Before jumping to how to configure the linear regression tool in Alteryx, I will explain the basic idea of the model and the assumptions we made for the data if we use it to model our data.
In simple term, a simple linear regression uses the best straight line to explain the relationship of the independent variables (x-axis) and the dependent variables (y-axis). How the model get the 'best' linear line is by finding a line that outputs the minimum errors between the independent variables and the dependent variables and these errors are often called the residuals.
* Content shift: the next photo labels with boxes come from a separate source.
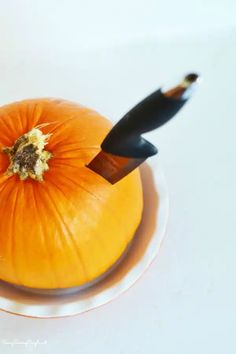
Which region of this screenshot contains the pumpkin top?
[0,99,142,289]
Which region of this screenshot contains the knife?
[87,73,199,184]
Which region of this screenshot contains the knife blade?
[87,73,199,184]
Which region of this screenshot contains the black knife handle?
[101,89,187,158]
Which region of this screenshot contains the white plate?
[0,164,168,318]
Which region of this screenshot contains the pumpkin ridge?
[32,184,64,287]
[40,184,88,279]
[8,186,19,282]
[30,183,57,284]
[0,183,19,282]
[47,178,111,266]
[53,171,129,249]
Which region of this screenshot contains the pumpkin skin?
[0,99,143,289]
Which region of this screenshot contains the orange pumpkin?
[0,99,143,289]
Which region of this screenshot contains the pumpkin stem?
[3,126,52,181]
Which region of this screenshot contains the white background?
[0,0,236,354]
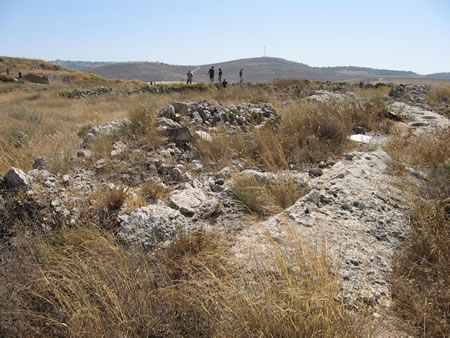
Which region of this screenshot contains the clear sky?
[0,0,450,74]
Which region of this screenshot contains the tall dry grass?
[428,83,450,118]
[0,228,362,337]
[386,130,450,337]
[0,91,148,172]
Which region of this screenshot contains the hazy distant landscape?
[0,0,450,338]
[52,57,450,82]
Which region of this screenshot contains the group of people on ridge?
[186,66,244,88]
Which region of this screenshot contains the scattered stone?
[308,168,323,176]
[195,130,212,142]
[4,167,31,192]
[169,187,218,218]
[95,158,106,171]
[32,157,47,170]
[119,204,188,248]
[62,175,70,185]
[350,134,373,144]
[77,149,92,159]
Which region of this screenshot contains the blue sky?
[0,0,450,74]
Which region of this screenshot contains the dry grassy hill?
[85,57,450,82]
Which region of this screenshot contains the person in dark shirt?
[208,66,214,83]
[186,69,194,85]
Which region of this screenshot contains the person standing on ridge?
[208,66,214,83]
[186,69,194,85]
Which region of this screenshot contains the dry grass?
[280,103,352,164]
[428,83,450,118]
[0,224,362,337]
[192,133,233,168]
[393,190,450,337]
[387,130,450,337]
[0,91,152,172]
[385,129,450,168]
[194,101,392,171]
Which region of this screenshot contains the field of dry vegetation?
[0,57,450,337]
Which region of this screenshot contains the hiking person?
[186,69,194,85]
[208,66,214,83]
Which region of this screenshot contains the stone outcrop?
[4,167,31,191]
[119,205,188,248]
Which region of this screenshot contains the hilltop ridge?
[53,57,450,82]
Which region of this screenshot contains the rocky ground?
[0,86,450,330]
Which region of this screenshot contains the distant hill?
[49,59,114,70]
[61,57,450,82]
[425,73,450,81]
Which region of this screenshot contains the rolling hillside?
[78,57,450,82]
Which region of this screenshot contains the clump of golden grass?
[0,90,152,172]
[393,194,450,337]
[385,129,450,167]
[0,227,361,337]
[90,189,128,212]
[280,103,352,164]
[386,130,450,337]
[428,83,450,118]
[232,175,309,216]
[192,133,233,167]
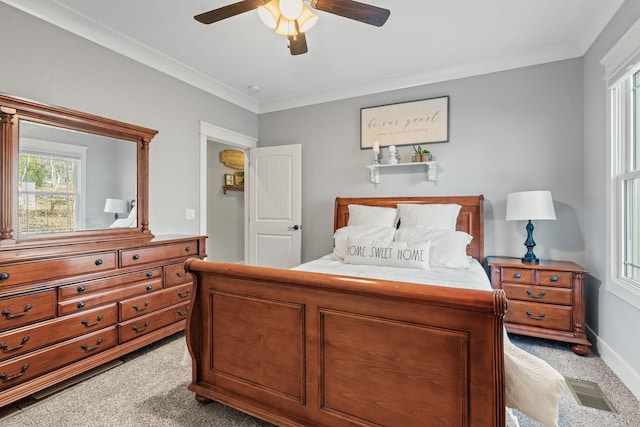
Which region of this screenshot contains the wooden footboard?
[186,259,506,427]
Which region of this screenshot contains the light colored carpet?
[0,334,640,427]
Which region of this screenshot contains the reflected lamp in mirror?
[506,191,556,264]
[104,199,129,219]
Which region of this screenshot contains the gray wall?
[584,0,640,396]
[0,3,258,235]
[260,59,584,263]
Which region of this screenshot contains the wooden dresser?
[487,257,591,355]
[0,236,205,406]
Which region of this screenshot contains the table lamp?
[507,191,556,264]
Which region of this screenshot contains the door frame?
[200,121,258,260]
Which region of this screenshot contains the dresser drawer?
[503,283,573,305]
[164,262,192,287]
[118,303,189,343]
[539,270,573,288]
[0,303,118,360]
[58,279,162,316]
[504,300,572,331]
[58,267,162,300]
[120,240,198,267]
[0,289,56,331]
[502,267,534,283]
[0,326,118,390]
[118,285,191,322]
[0,251,116,285]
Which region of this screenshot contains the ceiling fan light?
[276,16,298,36]
[258,0,280,28]
[296,6,318,33]
[280,0,304,19]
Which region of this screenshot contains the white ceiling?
[0,0,624,113]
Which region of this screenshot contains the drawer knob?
[527,311,544,320]
[80,338,102,352]
[0,363,29,383]
[2,304,33,319]
[132,320,149,332]
[0,335,29,353]
[133,301,149,311]
[527,289,547,299]
[80,314,104,328]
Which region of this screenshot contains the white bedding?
[294,254,565,427]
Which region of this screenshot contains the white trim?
[587,327,640,399]
[200,121,258,259]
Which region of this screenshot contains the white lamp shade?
[104,199,129,213]
[507,191,556,221]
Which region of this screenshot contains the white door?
[248,144,302,268]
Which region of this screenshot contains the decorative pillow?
[333,225,396,259]
[394,225,473,268]
[347,205,398,228]
[398,203,462,231]
[344,240,431,270]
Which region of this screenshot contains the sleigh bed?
[186,196,560,427]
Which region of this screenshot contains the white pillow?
[393,225,473,269]
[347,205,398,228]
[333,225,396,259]
[398,203,462,231]
[344,240,431,270]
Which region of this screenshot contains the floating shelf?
[367,161,438,184]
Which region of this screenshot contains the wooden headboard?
[333,195,484,262]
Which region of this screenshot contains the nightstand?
[487,257,591,356]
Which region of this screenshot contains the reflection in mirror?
[17,120,138,235]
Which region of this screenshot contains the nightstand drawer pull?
[527,311,544,320]
[80,314,104,328]
[80,338,102,352]
[2,304,33,319]
[0,335,29,353]
[527,289,547,299]
[0,363,29,383]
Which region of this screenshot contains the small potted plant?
[411,145,422,162]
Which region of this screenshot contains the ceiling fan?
[194,0,391,55]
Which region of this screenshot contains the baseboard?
[587,326,640,400]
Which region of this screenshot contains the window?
[602,21,640,308]
[18,139,86,234]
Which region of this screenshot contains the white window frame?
[20,138,88,234]
[600,16,640,308]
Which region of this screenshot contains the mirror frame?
[0,93,158,246]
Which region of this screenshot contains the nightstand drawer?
[504,283,572,305]
[504,300,572,331]
[502,268,534,283]
[540,270,572,288]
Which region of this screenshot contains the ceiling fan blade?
[194,0,265,24]
[311,0,391,27]
[288,33,309,55]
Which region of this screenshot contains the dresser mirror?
[0,95,156,246]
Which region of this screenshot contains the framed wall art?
[360,96,449,149]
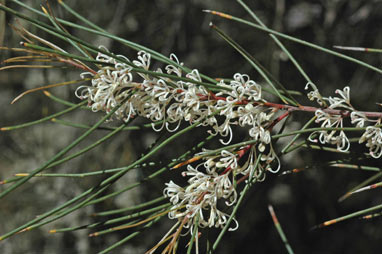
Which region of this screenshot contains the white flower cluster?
[76,46,280,230]
[76,46,274,145]
[305,83,382,158]
[164,146,280,231]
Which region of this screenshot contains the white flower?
[308,109,350,152]
[305,82,325,106]
[359,125,382,159]
[350,111,369,128]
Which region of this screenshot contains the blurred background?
[0,0,382,254]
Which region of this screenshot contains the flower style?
[359,123,382,159]
[164,165,238,230]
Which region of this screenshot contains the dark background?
[0,0,382,254]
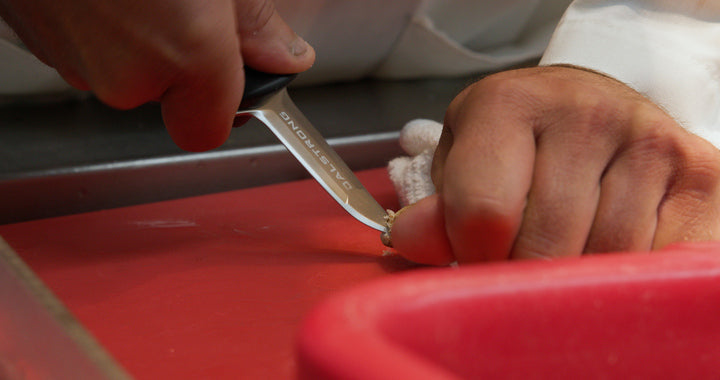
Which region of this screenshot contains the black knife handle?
[239,66,297,110]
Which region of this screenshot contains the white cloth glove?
[388,119,442,207]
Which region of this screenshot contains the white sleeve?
[540,0,720,147]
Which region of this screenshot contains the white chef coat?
[0,0,720,147]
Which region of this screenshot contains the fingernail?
[289,36,309,57]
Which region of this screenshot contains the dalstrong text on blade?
[278,111,353,190]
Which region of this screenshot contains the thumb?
[390,194,455,265]
[235,0,315,74]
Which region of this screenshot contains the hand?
[392,67,720,265]
[0,0,315,151]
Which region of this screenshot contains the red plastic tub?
[297,243,720,380]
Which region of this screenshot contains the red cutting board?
[0,169,412,379]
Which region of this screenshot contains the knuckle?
[679,136,720,194]
[445,191,524,240]
[238,0,276,32]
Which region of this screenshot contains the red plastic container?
[297,243,720,380]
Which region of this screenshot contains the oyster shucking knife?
[235,67,388,235]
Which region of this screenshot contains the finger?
[390,195,455,265]
[511,117,614,258]
[430,127,454,193]
[584,133,673,253]
[442,87,535,263]
[161,6,244,151]
[652,135,720,249]
[235,0,315,74]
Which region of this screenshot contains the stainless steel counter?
[0,78,470,224]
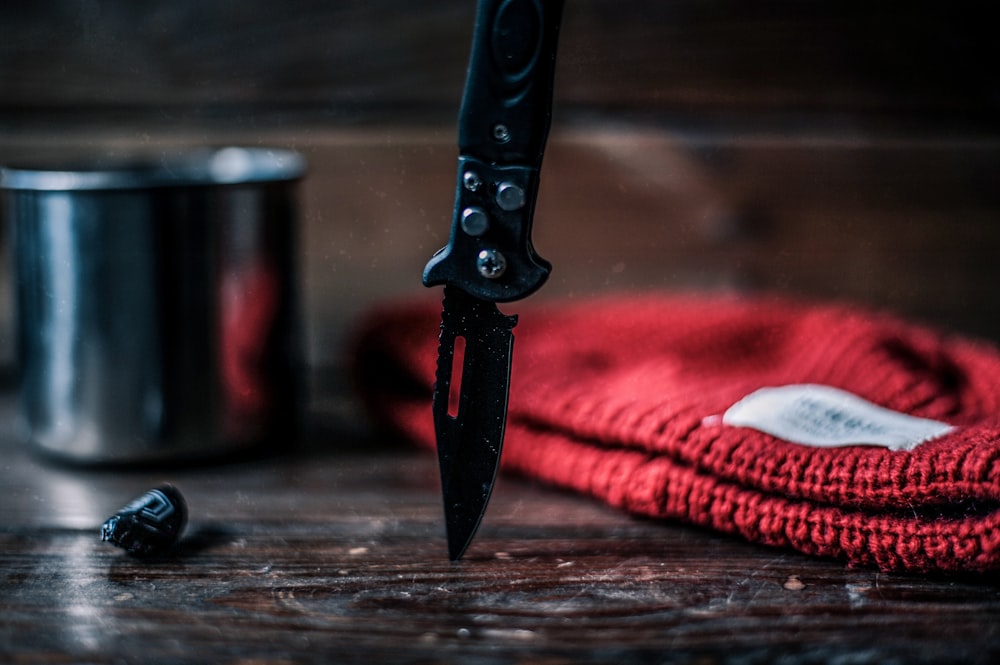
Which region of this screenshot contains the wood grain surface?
[0,392,1000,665]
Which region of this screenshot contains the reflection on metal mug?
[0,148,304,464]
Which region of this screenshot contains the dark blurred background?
[0,0,1000,367]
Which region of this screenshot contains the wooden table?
[0,390,1000,665]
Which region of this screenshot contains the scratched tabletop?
[0,390,1000,665]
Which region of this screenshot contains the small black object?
[101,484,187,557]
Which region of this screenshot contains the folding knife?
[423,0,563,561]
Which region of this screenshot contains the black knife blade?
[433,286,517,561]
[423,0,563,561]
These residuals are computed using the difference between the predicted values (the values on the linear line) and the actual values.
With that basic understanding, we need to be aware of the assumptions we made when we use a simple linear regression model:
- a linear relationship exists between the dependent variables and the independent variables
- the residuals must be or approximately normally distributed
- The independent variables cannot be highly correlated to one another (only if you do multiple linear regression)
How do we configure the linear regression tool in Alteryx?
NOTE: The linear regression tool doesn't come by default in Alteryx, you have to install RInstaller from the downloads
In this example we are going to explore whether we can use the petal width to predict the petal length in the Iris dataset using a simple linear regression. We can simply name the model under model name, choose the dependent variable under the "select the target variable" and select the independent variable(s) by checking the boxes under the "select the predictor variables" section. Put three browse tools on the outputs and hit run to see the results!
NOTE: If you are doing multiple linear regression, remember to check the correlation of the independent variables using association tool in Alteryx!